Tuesday, January 9, 2007

Wal-mart, Go Home

Let me start by saying that I truly despise Wal-Mart. People turn ugly when they get into the parking lot. I don't like the way Wal-Mart does business. I don't think that the homogenization of America is worth saving 4 cents on a bar of soap. I miss Mom-and-Pop stores. I think Wal-Mart is bad.

I live in a neighborhood that is not in downtown, but is not the suburbs. It is an old, classic, beautiful neighborhood, nearly a square mile in area. We have shops, a couple restaurants, a few duplex homes, and a couple small apartments, as well as one high-rise apartment (that dates from the 1920s and still has a doorman to operate the elevator). Wal-Mart wants to build a store about 1 mile from my home. I cannot begin to tell you how against this I am.

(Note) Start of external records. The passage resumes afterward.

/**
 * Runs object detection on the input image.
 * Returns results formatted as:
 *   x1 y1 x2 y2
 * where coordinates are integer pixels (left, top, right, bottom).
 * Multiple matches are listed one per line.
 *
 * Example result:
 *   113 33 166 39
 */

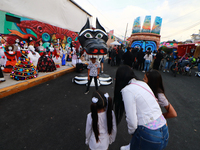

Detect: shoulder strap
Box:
131 83 158 101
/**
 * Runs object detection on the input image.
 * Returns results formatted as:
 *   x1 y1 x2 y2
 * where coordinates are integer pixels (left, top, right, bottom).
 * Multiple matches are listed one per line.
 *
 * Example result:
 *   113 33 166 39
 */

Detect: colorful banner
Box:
151 16 162 34
132 17 141 33
142 16 151 32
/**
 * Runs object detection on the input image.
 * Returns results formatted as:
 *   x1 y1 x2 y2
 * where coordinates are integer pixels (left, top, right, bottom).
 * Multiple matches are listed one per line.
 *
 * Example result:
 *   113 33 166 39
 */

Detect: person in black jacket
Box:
153 49 163 70
122 47 133 68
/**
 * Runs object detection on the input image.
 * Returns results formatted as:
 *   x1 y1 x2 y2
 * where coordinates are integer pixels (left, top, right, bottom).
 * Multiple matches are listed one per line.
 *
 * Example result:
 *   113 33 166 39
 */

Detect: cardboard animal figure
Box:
78 19 108 55
3 44 17 73
72 19 113 86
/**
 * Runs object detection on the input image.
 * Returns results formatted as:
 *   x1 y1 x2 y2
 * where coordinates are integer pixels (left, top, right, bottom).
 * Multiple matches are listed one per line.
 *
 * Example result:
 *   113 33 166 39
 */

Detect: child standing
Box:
85 57 101 94
85 91 117 150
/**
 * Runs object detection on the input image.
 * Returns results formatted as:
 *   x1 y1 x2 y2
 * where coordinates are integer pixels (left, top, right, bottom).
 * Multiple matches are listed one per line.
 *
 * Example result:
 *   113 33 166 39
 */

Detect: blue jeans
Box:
165 61 172 70
130 125 169 150
144 60 150 71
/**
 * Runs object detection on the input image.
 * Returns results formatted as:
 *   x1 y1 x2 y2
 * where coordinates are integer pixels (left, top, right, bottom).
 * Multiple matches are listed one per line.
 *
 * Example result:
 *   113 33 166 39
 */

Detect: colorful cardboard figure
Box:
72 19 113 86
3 44 17 73
78 19 108 55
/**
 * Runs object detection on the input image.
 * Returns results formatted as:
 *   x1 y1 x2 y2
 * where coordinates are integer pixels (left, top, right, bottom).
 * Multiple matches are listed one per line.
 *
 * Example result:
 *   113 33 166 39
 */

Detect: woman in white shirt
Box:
114 66 169 150
85 91 117 150
143 50 152 72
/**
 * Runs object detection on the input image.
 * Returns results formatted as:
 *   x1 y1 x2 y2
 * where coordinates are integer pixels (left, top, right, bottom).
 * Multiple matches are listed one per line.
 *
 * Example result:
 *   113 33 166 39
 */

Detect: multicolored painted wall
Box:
0 11 80 47
129 16 162 51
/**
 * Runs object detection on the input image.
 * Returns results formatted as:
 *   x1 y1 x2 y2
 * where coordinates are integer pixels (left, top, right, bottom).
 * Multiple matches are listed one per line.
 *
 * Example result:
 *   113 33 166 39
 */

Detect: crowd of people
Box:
108 46 200 75
85 44 180 150
85 60 177 150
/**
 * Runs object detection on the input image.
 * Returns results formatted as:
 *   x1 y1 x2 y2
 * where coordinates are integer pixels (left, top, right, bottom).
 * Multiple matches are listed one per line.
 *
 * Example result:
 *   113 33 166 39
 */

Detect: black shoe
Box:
85 91 89 94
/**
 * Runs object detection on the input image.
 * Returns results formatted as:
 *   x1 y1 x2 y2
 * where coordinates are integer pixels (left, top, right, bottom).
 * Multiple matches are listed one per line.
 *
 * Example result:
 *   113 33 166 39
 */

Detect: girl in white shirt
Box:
85 90 117 150
143 70 177 119
114 66 169 150
143 50 152 72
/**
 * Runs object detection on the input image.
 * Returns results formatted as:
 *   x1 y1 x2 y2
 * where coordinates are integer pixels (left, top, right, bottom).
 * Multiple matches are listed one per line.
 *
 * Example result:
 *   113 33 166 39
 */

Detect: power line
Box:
87 0 126 34
162 21 200 38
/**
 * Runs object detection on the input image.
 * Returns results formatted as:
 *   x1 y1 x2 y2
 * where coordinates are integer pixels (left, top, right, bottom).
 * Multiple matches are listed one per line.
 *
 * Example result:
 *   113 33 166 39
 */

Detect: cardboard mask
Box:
78 18 108 55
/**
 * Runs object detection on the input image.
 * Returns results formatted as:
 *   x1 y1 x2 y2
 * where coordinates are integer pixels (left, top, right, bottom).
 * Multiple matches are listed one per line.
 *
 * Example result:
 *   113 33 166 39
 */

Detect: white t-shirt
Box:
85 111 117 150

I believe that anybody in marketing can make anything sound good. I think that a good lobbyist can make you want to buy cancer. Consequently, I don't believe any of them. Wal-Mart has sent lobbyists (they call them "developers") to our fair city to convince our city council members that building this store 3 miles from our city center is not only good for the city, but it will not be a problem for the neighborhoods involved. If the traffic is not going to affect the neighborhoods, why do they wish to build at this site? Isn't the point to get cars into the parking lot and people into the store? Do they think that the cars will teleport themselves into the parking lot? We have 4 schools in the area--do we believe the lobbyists when they say that traffic is not going to be a problem?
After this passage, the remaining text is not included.